Four sequential phases. Each one closes a specific gap that automated scrubbing can't close — and that payer scrutiny will absolutely find.
These phases aren't a checklist you run once and file away. They're a systematic sweep — documentation integrity, modifier accuracy, denial patterns, forward compliance posture.
Skip any one of them and the shield has a gap. Payer scrutiny in 2026 is specifically designed to find those gaps.

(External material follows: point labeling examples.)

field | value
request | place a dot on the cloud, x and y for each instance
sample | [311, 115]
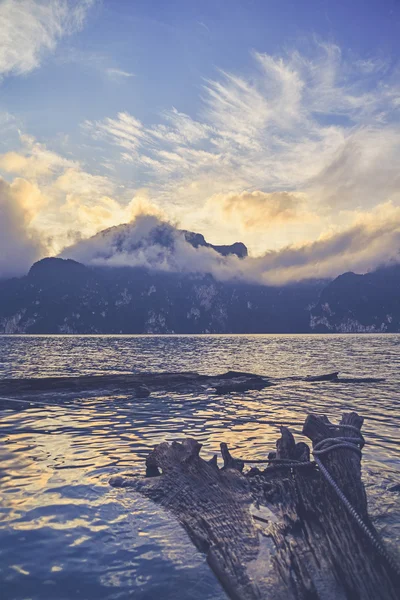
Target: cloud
[318, 125]
[78, 203]
[150, 242]
[124, 131]
[34, 160]
[118, 73]
[259, 210]
[30, 28]
[20, 202]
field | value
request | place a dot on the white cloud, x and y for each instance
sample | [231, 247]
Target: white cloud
[315, 124]
[30, 28]
[124, 131]
[117, 73]
[371, 240]
[20, 245]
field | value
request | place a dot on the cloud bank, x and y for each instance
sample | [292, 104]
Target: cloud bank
[156, 245]
[20, 202]
[298, 159]
[30, 28]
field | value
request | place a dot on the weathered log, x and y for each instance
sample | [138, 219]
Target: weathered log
[281, 533]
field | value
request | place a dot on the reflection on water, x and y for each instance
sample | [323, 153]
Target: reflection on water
[65, 534]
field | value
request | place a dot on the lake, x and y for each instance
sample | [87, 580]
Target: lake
[65, 534]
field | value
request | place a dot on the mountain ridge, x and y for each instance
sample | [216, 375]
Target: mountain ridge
[63, 295]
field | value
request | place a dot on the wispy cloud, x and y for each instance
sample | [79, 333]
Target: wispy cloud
[124, 131]
[31, 28]
[370, 241]
[118, 73]
[297, 123]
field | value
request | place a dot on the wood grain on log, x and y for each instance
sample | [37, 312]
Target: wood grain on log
[280, 533]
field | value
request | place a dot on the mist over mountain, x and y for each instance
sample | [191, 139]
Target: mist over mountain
[149, 277]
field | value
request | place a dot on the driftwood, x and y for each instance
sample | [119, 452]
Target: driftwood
[281, 533]
[139, 385]
[17, 393]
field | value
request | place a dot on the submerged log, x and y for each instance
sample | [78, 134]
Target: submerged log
[280, 533]
[324, 377]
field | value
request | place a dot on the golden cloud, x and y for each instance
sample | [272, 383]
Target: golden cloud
[259, 210]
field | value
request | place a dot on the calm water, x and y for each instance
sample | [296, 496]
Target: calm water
[66, 534]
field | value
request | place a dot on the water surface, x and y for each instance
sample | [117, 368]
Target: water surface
[66, 534]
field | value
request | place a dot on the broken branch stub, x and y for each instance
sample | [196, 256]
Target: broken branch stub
[281, 533]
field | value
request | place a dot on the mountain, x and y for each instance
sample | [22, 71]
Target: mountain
[149, 277]
[64, 296]
[353, 303]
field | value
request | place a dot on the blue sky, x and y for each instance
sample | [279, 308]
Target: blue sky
[273, 122]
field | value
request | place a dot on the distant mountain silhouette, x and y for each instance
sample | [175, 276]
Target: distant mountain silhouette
[65, 296]
[360, 303]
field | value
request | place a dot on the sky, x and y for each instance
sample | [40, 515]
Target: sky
[275, 123]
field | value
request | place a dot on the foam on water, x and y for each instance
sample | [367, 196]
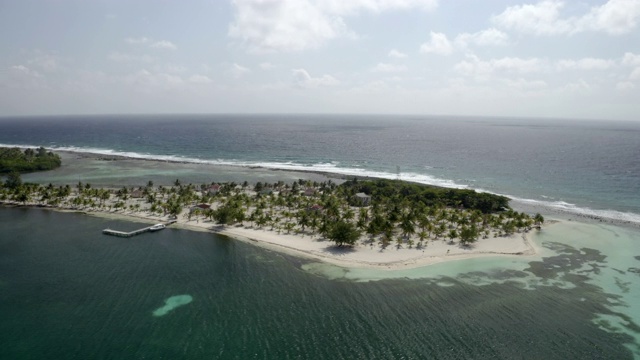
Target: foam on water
[172, 303]
[334, 167]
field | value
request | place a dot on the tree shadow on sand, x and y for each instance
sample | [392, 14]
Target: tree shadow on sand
[339, 250]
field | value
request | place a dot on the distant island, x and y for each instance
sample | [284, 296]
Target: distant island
[13, 159]
[421, 223]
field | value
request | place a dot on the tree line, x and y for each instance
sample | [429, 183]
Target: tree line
[14, 160]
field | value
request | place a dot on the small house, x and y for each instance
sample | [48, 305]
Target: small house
[213, 189]
[363, 199]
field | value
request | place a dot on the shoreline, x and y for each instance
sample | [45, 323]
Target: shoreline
[362, 255]
[516, 204]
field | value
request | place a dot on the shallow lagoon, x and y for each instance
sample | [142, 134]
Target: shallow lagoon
[69, 292]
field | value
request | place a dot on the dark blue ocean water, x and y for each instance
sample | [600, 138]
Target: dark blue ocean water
[590, 167]
[69, 292]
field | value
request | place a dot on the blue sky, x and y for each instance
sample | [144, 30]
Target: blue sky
[549, 58]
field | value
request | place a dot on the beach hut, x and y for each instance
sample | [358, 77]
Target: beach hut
[213, 189]
[315, 208]
[363, 199]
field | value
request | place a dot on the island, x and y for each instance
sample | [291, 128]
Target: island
[15, 160]
[376, 223]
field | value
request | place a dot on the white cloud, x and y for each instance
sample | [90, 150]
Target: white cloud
[238, 70]
[295, 25]
[199, 79]
[266, 66]
[145, 80]
[544, 18]
[474, 66]
[438, 44]
[396, 54]
[525, 85]
[140, 40]
[631, 59]
[382, 67]
[164, 44]
[489, 37]
[46, 62]
[581, 87]
[23, 70]
[625, 86]
[344, 7]
[615, 17]
[123, 57]
[585, 64]
[302, 78]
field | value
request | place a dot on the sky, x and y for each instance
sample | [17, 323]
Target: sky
[549, 58]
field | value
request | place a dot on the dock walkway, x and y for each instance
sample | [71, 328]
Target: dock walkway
[132, 233]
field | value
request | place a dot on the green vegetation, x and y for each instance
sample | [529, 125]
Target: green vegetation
[399, 213]
[15, 160]
[419, 194]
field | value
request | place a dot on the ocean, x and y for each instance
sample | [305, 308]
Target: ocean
[588, 167]
[69, 292]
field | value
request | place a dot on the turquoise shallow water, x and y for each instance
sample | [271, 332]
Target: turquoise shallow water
[583, 167]
[69, 292]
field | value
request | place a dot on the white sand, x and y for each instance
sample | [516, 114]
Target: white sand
[363, 255]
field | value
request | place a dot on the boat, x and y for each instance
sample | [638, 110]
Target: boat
[157, 227]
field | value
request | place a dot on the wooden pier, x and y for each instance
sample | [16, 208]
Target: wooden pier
[134, 232]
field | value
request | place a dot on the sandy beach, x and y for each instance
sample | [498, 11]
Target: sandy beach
[362, 255]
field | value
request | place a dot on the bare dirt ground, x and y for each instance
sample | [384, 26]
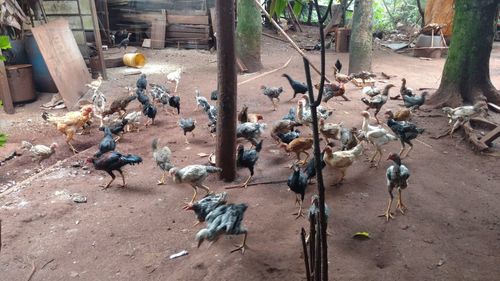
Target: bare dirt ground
[450, 232]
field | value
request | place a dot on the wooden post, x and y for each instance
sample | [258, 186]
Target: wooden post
[227, 102]
[98, 42]
[5, 96]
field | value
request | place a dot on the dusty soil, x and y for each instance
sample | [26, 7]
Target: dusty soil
[450, 232]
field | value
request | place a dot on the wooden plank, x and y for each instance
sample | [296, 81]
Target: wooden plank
[64, 60]
[158, 29]
[97, 38]
[5, 94]
[175, 19]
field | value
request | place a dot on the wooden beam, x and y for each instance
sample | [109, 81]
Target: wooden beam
[98, 42]
[5, 94]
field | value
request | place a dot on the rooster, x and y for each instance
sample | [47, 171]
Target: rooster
[70, 123]
[194, 175]
[397, 177]
[113, 161]
[298, 87]
[378, 101]
[272, 93]
[39, 152]
[247, 159]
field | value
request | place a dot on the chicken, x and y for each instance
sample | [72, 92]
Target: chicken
[415, 102]
[142, 82]
[194, 175]
[247, 158]
[378, 101]
[150, 111]
[133, 121]
[107, 143]
[244, 116]
[225, 219]
[207, 204]
[272, 93]
[462, 114]
[298, 182]
[175, 76]
[378, 136]
[298, 87]
[187, 125]
[250, 131]
[331, 90]
[298, 146]
[289, 137]
[403, 114]
[119, 105]
[282, 127]
[347, 138]
[329, 130]
[405, 131]
[341, 160]
[397, 177]
[162, 159]
[113, 161]
[124, 43]
[70, 123]
[39, 152]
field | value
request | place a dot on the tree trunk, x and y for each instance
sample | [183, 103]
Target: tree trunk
[466, 77]
[360, 49]
[248, 34]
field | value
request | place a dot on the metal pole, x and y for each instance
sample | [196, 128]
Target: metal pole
[227, 102]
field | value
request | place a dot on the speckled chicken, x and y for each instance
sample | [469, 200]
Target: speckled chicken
[272, 93]
[193, 175]
[162, 158]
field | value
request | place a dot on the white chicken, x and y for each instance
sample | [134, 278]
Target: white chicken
[175, 77]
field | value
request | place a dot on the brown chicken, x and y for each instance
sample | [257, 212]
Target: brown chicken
[70, 123]
[298, 146]
[244, 116]
[341, 160]
[403, 114]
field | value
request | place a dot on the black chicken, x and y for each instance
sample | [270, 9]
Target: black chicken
[113, 161]
[404, 130]
[142, 82]
[149, 110]
[415, 102]
[298, 87]
[247, 158]
[107, 143]
[187, 125]
[298, 184]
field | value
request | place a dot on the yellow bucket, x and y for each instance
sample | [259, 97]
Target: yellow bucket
[137, 60]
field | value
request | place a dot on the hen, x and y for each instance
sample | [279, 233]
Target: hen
[405, 131]
[70, 123]
[298, 87]
[397, 177]
[162, 159]
[247, 158]
[378, 101]
[225, 219]
[341, 160]
[298, 182]
[194, 175]
[250, 131]
[113, 161]
[272, 93]
[298, 146]
[187, 125]
[39, 152]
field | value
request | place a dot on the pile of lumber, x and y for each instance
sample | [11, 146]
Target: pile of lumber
[188, 32]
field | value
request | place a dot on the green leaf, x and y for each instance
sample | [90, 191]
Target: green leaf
[362, 235]
[5, 42]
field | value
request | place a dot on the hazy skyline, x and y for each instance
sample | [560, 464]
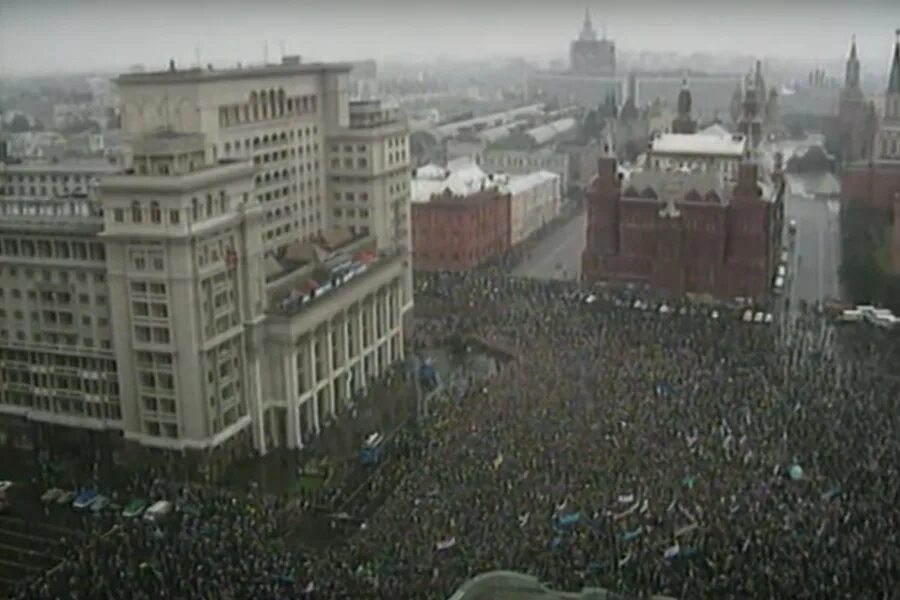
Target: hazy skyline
[40, 36]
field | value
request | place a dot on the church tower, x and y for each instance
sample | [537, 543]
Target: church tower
[888, 144]
[683, 123]
[750, 123]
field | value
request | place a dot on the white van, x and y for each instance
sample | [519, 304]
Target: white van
[158, 510]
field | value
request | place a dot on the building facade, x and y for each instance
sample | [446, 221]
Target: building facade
[683, 232]
[534, 201]
[368, 174]
[591, 55]
[877, 181]
[168, 308]
[452, 232]
[276, 115]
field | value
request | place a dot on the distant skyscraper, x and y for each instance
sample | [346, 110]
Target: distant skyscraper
[590, 55]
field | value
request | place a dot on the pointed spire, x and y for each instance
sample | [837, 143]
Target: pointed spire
[894, 79]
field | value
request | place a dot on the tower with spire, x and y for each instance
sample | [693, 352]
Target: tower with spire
[853, 133]
[887, 146]
[750, 121]
[683, 123]
[590, 55]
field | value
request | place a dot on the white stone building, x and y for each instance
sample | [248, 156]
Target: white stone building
[205, 299]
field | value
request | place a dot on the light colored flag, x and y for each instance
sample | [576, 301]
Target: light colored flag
[671, 552]
[446, 544]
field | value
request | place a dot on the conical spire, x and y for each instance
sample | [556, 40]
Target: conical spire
[894, 79]
[587, 28]
[851, 77]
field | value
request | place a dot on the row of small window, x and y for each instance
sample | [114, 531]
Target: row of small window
[50, 317]
[59, 382]
[153, 288]
[57, 339]
[276, 138]
[48, 276]
[44, 178]
[361, 163]
[71, 361]
[210, 209]
[58, 249]
[60, 298]
[351, 213]
[267, 105]
[276, 156]
[72, 406]
[146, 334]
[351, 196]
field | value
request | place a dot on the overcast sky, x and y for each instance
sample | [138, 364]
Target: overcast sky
[71, 35]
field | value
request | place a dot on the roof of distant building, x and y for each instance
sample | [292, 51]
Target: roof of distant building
[700, 144]
[461, 179]
[196, 74]
[520, 183]
[82, 166]
[546, 133]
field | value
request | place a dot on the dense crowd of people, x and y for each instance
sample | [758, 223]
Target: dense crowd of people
[647, 453]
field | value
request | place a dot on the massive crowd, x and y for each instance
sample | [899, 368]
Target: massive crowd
[674, 454]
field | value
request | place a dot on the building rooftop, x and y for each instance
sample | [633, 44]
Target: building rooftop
[196, 74]
[700, 144]
[490, 120]
[548, 132]
[80, 166]
[520, 183]
[461, 179]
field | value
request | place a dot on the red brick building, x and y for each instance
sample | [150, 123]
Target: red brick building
[455, 232]
[876, 182]
[684, 232]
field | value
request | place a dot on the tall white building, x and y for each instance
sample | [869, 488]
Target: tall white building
[206, 298]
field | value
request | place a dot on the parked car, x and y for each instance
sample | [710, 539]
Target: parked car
[84, 499]
[134, 508]
[51, 495]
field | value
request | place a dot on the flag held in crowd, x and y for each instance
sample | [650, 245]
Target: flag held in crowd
[570, 519]
[446, 544]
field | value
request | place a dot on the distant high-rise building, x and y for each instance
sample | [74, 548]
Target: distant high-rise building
[590, 55]
[197, 301]
[683, 123]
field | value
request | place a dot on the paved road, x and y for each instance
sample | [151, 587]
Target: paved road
[815, 260]
[563, 247]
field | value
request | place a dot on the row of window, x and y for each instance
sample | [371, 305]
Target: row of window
[55, 249]
[70, 340]
[267, 105]
[72, 406]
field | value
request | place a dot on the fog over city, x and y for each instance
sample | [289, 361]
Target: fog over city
[460, 300]
[63, 35]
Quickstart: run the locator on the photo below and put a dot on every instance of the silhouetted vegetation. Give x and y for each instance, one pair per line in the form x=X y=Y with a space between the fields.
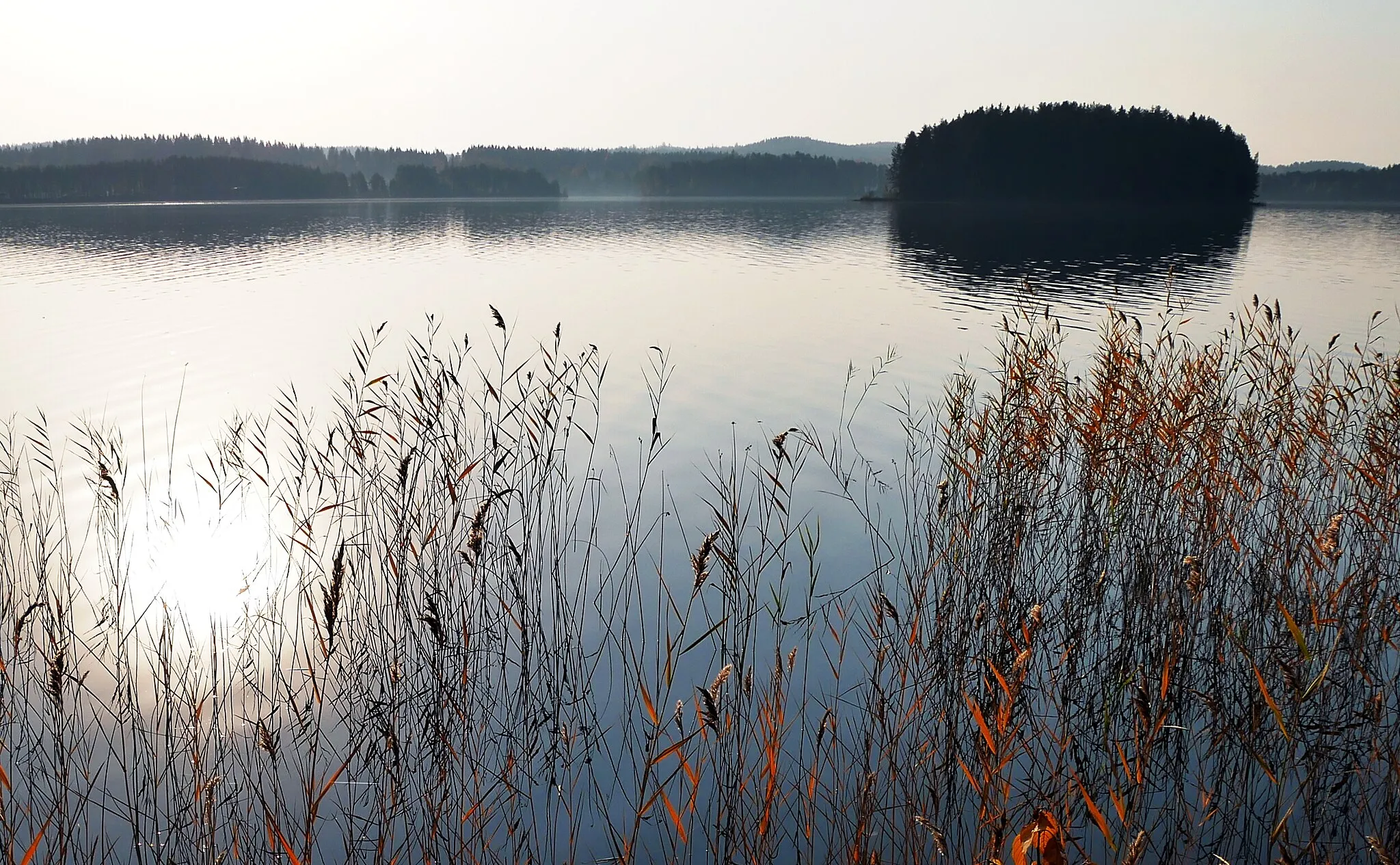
x=1138 y=607
x=1314 y=165
x=581 y=171
x=762 y=175
x=1075 y=153
x=1368 y=185
x=224 y=180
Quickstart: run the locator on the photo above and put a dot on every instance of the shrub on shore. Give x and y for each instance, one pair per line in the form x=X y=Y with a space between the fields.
x=1134 y=608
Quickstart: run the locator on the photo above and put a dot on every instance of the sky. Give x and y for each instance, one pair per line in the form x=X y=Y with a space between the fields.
x=1301 y=80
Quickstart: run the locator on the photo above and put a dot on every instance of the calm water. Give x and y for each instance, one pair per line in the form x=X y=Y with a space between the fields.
x=113 y=312
x=124 y=314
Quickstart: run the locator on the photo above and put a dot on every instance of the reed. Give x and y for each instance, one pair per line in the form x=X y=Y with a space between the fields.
x=1127 y=608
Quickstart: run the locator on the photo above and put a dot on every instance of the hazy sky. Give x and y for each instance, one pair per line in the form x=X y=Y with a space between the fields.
x=1302 y=80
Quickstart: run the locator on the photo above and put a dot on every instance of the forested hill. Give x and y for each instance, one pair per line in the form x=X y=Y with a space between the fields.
x=762 y=175
x=1367 y=185
x=232 y=180
x=1075 y=153
x=577 y=170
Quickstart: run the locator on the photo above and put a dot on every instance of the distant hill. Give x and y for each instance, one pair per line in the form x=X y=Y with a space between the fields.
x=1337 y=187
x=874 y=152
x=762 y=174
x=1314 y=165
x=234 y=180
x=578 y=171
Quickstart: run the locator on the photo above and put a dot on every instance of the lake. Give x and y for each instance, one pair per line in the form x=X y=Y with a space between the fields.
x=122 y=312
x=521 y=640
x=165 y=321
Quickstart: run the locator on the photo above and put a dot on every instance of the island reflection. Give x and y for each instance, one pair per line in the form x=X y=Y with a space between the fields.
x=1086 y=255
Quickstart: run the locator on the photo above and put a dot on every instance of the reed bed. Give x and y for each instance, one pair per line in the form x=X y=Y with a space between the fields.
x=1139 y=607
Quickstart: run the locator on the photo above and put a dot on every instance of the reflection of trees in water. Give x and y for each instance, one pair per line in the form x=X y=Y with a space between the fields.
x=1083 y=252
x=220 y=227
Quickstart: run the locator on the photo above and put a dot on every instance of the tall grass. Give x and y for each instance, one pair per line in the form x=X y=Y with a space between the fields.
x=1139 y=607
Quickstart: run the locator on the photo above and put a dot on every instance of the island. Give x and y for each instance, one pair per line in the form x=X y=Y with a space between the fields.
x=1071 y=152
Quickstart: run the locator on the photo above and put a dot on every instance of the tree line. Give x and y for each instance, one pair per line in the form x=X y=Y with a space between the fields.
x=226 y=178
x=1364 y=185
x=1075 y=153
x=762 y=175
x=581 y=171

Here's how each phase works.
Phase 1: Documentation Integrity Review
The Documentation Integrity Review starts at the note level. Not the claim level.
Most practices find documentation problems after a denial lands. This phase finds them before the claim ever leaves the practice.
Each note gets evaluated against one question: does it substantiate active care with the specificity a payer demands during medical necessity review? That means documented functional limitations, measurable treatment goals, and a clear clinical rationale for why ongoing manipulation is actively therapeutic.
Not maintenance. The active versus maintenance care distinction is where the most recoverable dollars quietly disappear — and where Phase 1 starts pulling them back.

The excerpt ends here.